A temporary antitrust shelter would serve the public interest by enabling the industry to take steps today to preserve for tomorrow the journalism that benefits us all.
The article strikes me as a misguided attempt to maintain the status quo in the face of competition from new competitors. Buggy whip makers tried desperately to cling to the old ways when the automobile began to cut into their business, and the music industry has been fighting the same sort of losing battle for years.
This is not to say that I believe journalism does not deserve protection and support, even government provided support, during the current climiate of shifting business models. It is easy during such radical shifts to lose the good with the newly inefficient, and journalism is too critical to our society to allow it to fall by the wayside.

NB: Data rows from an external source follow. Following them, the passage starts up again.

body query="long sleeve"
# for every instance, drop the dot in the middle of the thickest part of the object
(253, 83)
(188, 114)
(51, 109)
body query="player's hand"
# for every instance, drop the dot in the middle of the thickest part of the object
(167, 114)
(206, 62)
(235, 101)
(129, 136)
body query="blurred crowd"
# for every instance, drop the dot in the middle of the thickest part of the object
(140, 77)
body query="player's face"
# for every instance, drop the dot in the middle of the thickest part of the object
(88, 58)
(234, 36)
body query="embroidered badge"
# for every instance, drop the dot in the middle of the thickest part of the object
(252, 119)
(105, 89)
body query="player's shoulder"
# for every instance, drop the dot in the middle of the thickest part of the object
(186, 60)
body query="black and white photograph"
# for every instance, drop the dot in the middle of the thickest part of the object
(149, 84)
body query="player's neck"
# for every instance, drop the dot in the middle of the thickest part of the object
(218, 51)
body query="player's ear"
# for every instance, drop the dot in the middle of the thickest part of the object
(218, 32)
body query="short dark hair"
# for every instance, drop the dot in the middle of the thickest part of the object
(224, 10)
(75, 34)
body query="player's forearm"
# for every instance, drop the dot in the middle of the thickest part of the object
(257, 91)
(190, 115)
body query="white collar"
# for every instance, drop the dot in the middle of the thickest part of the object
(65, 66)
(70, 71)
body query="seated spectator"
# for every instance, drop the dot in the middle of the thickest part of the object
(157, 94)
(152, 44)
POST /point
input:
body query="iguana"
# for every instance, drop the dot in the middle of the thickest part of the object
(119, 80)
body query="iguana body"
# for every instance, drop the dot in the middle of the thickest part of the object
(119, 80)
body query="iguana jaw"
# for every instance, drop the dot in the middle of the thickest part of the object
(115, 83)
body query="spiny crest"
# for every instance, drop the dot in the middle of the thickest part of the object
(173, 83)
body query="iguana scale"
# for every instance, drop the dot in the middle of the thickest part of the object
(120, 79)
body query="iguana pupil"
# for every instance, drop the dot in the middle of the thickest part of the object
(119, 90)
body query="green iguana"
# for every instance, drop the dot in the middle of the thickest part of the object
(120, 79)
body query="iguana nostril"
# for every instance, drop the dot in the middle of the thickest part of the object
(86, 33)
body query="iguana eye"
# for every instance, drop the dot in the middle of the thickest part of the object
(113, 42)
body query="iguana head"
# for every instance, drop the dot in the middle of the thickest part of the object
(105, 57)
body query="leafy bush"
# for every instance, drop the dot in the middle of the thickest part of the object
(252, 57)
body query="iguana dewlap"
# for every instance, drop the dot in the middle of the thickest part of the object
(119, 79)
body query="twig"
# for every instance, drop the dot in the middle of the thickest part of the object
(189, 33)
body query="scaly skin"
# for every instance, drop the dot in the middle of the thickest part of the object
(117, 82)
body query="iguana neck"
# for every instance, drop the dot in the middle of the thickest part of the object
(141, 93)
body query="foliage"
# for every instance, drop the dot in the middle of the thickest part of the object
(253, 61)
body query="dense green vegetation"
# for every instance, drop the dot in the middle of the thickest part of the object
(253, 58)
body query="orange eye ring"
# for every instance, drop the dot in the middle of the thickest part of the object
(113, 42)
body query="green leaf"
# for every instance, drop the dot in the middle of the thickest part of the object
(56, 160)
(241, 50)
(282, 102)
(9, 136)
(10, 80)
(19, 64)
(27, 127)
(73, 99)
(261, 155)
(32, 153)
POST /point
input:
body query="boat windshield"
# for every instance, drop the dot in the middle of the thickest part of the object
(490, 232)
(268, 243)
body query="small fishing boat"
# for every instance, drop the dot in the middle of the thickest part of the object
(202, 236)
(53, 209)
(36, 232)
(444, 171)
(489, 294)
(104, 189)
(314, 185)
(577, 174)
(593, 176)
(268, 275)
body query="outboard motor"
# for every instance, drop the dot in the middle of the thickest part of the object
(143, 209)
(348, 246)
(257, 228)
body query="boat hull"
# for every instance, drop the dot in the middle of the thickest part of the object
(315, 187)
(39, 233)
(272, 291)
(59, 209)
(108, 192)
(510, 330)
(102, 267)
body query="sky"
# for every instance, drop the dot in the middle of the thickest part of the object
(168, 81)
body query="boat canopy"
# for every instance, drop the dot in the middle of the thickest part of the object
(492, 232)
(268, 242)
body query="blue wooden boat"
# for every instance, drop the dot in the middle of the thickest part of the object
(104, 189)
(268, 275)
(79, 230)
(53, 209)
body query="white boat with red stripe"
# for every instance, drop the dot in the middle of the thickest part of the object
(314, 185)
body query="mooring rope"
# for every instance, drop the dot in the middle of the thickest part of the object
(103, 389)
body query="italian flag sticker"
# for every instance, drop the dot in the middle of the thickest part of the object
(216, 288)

But is it really going away? Blogging serves the role of early newspapers and pamphlets in this country. They too were quickly written and widely distributed, often outside of traditional business entities. (Think of Thomas Paine, Benjamin Franklin, or the Federalist Papers.) Why should the existing corporate structure of the newspaper need to exist merely to protect journalism and the free press? This is corporate protectionism at its finest, buried under an honest desire to protect and preserve journalism and the First Amendment.
While I am certainly not a libertarian proponent of the glory of the free market, I do believe that markets are key indicators of viability, and often better than the government at selecting more efficient and more optimal outcomes that benefit society as a whole. Changing the laws to protect newspapers from market forces is, I think, the wrong approach. Business must adapt. Permitting them to do otherwise merely creates GMs and Chryslers. On the other hand, changing laws to protect the concept of journalism – that I could support. I bet such suggestions would look very different from those proposed by Sanford and Brown.
Techdirt has more point-by-point rebuttals, as does Public Knowledge.